Dopamine is implicated in risky behaviors such as drug addiction and gambling. First, dopamine manipulations can make animals and humans impulsive. Second, dopamine has been identified as a learning signal that encodes reward prediction errors. Here we try to reconcile these two findings by measuring dopamine receptor levels in healthy subjects using positron emission tomography, and by reducing dopamine levels using a dietary manipulation (tyrosine depletion), in combination with behavioral tasks.
We show that striatal dopamine D1 receptor levels predict reward learning while striatal D2 receptor levels predict punishment learning. This is consistent with the known roles of D1 and D2 receptors in the direct excitatory D1-bearing pathway and the indirect inhibitory D2-bearing pathway. Reducing dopamine levels leads to an improvement in punishment learning.
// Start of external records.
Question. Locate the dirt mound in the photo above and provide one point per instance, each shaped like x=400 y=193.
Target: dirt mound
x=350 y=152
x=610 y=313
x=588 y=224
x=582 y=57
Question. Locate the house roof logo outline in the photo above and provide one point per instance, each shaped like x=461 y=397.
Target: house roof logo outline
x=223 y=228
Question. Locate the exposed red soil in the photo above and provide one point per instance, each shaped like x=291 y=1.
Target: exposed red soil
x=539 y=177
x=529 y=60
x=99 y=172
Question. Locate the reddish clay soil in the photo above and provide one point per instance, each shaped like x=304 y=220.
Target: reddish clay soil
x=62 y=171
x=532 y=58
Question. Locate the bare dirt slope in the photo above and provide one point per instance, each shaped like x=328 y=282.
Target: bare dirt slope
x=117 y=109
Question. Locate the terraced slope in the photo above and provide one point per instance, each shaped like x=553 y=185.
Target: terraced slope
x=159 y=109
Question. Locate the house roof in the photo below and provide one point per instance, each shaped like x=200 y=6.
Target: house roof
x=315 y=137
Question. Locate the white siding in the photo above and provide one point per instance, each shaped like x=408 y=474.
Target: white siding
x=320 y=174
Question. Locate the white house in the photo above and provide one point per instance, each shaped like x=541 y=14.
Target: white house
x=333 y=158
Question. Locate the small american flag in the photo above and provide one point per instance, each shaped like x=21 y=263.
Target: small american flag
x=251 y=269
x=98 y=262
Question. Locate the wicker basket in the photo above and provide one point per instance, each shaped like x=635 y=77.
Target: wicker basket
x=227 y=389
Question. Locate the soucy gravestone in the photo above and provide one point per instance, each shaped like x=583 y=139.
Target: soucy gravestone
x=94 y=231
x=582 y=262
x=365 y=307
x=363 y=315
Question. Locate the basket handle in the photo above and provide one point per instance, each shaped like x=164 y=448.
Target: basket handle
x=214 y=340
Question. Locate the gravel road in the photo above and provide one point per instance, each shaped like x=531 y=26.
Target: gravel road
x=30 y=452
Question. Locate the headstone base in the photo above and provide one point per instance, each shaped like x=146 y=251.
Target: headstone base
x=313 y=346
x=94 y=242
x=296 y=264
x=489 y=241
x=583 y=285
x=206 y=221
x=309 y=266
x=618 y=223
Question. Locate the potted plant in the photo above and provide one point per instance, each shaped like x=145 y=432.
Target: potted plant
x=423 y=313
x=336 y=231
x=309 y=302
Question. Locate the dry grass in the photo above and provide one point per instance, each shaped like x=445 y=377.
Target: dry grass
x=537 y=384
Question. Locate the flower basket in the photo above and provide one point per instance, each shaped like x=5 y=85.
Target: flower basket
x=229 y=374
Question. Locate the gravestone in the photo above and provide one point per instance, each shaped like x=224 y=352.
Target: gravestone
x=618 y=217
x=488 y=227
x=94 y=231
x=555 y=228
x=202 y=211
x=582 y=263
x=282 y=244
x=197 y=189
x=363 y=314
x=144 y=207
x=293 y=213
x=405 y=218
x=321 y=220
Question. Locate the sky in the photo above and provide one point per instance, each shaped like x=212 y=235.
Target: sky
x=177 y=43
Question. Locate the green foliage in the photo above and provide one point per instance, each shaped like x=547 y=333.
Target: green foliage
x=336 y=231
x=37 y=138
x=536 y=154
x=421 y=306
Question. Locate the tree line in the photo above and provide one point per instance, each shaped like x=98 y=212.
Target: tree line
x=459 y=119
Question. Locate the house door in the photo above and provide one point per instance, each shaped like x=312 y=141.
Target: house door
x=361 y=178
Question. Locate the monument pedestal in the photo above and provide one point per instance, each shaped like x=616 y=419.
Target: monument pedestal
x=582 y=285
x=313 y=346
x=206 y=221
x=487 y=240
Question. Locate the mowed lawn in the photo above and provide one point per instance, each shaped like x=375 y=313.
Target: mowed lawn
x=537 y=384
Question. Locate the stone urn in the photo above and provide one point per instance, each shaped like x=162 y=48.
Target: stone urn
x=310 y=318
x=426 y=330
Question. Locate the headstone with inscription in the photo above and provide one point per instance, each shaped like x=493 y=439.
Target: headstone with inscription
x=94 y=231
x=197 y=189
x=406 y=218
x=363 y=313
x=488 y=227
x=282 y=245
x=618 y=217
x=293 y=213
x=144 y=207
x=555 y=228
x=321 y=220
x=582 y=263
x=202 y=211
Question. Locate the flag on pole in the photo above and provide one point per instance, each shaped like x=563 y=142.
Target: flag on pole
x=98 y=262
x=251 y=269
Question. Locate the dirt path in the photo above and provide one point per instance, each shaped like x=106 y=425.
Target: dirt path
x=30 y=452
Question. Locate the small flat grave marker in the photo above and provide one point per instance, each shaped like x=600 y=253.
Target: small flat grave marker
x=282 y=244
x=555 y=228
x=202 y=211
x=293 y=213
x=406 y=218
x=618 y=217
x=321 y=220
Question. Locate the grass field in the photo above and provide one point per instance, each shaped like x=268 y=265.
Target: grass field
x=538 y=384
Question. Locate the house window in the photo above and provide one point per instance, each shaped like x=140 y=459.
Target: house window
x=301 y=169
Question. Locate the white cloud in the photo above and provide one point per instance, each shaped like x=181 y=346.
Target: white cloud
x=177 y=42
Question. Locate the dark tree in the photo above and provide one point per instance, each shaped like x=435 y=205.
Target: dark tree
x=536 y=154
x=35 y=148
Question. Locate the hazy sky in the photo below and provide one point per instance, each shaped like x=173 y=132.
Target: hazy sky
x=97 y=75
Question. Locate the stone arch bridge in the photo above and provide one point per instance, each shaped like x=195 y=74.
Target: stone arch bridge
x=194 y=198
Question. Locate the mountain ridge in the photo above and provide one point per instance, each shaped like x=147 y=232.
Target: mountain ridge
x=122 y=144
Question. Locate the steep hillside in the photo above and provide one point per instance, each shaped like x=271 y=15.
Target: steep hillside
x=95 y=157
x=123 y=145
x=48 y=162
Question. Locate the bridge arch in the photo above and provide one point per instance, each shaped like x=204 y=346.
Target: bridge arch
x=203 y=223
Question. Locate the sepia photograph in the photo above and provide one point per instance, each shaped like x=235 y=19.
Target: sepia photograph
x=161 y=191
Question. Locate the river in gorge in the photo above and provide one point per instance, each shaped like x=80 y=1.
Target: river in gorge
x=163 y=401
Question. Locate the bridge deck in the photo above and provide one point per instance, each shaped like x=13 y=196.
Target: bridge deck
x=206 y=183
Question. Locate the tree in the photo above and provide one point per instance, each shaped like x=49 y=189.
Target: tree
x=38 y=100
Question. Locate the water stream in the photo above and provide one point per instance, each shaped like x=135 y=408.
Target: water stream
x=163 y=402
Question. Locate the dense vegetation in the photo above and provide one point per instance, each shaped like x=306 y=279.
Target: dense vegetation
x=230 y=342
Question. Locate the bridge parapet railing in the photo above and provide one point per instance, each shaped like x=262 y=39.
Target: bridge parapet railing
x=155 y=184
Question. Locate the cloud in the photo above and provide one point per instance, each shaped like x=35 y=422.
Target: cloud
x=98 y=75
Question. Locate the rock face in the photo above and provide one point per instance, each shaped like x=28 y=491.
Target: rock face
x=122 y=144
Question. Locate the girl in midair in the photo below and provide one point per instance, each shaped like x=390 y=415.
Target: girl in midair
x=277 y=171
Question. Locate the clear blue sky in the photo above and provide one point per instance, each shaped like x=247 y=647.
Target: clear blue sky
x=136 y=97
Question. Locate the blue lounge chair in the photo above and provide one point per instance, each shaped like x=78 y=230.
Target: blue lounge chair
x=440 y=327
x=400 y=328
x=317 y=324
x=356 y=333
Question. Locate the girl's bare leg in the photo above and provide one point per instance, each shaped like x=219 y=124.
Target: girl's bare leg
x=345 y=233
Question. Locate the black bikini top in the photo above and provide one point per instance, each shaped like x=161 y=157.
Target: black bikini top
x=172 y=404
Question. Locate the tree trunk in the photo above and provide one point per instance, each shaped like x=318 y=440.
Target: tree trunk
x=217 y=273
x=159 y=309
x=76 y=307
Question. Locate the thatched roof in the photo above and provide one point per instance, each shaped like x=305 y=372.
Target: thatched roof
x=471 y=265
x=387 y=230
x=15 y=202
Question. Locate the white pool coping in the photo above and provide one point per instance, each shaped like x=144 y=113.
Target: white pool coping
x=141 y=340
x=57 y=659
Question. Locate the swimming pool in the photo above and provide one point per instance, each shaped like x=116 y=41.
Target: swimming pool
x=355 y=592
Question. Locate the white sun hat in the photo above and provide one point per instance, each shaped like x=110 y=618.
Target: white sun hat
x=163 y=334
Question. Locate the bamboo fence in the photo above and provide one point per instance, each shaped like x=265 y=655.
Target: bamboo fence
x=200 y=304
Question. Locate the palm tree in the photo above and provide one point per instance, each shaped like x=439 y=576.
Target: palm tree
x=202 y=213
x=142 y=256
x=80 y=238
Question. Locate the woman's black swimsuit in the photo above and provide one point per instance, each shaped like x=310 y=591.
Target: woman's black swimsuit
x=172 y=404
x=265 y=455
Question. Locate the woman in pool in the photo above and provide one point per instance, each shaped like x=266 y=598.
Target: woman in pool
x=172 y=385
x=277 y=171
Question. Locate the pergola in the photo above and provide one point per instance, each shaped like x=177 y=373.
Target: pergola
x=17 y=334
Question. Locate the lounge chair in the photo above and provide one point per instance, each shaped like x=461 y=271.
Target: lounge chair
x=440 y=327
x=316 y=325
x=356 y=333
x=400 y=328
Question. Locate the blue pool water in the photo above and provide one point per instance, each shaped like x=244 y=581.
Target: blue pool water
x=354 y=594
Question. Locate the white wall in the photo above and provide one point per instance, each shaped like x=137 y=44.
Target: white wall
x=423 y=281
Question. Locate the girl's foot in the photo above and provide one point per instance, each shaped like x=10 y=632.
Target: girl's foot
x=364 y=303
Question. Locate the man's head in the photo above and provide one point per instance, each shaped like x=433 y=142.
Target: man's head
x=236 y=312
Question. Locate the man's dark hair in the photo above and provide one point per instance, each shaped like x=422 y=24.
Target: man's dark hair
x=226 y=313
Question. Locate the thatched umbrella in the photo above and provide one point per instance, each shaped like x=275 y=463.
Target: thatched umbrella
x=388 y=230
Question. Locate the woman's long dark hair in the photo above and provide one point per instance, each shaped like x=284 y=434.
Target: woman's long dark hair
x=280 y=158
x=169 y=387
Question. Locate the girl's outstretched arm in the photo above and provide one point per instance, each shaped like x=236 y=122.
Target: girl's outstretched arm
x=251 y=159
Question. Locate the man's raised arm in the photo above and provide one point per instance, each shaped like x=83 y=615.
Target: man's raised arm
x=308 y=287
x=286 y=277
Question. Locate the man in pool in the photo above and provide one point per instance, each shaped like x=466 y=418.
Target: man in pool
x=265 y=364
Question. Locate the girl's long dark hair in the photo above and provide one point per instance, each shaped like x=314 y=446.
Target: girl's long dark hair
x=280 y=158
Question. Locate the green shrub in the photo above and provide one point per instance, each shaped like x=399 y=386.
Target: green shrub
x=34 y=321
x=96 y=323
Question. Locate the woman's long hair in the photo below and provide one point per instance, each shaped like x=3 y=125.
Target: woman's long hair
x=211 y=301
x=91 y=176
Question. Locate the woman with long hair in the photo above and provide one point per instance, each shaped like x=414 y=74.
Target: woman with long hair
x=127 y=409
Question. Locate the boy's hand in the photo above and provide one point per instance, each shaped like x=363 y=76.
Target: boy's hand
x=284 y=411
In sum, loss aversion may be under the control of dopamine tone acting via D2 receptors. This explains why tonic stimulation of D2 receptors with dopamine agonists, as in Parkinson's disease, may lead to addictive and impulsive disorders that rapidly resolve upon discontinuation of the medication. Thus, impulsivity can result from impaired inhibition secondary to tonic stimulation of the indirect basal ganglia pathway.
Finally, studies using functional MRI in Parkinson's patients suffering from gambling disorders will be shown. They suggest that an inherent reduction in loss aversion makes some patients vulnerable to impulse control disorders induced by dopamine agonist therapy.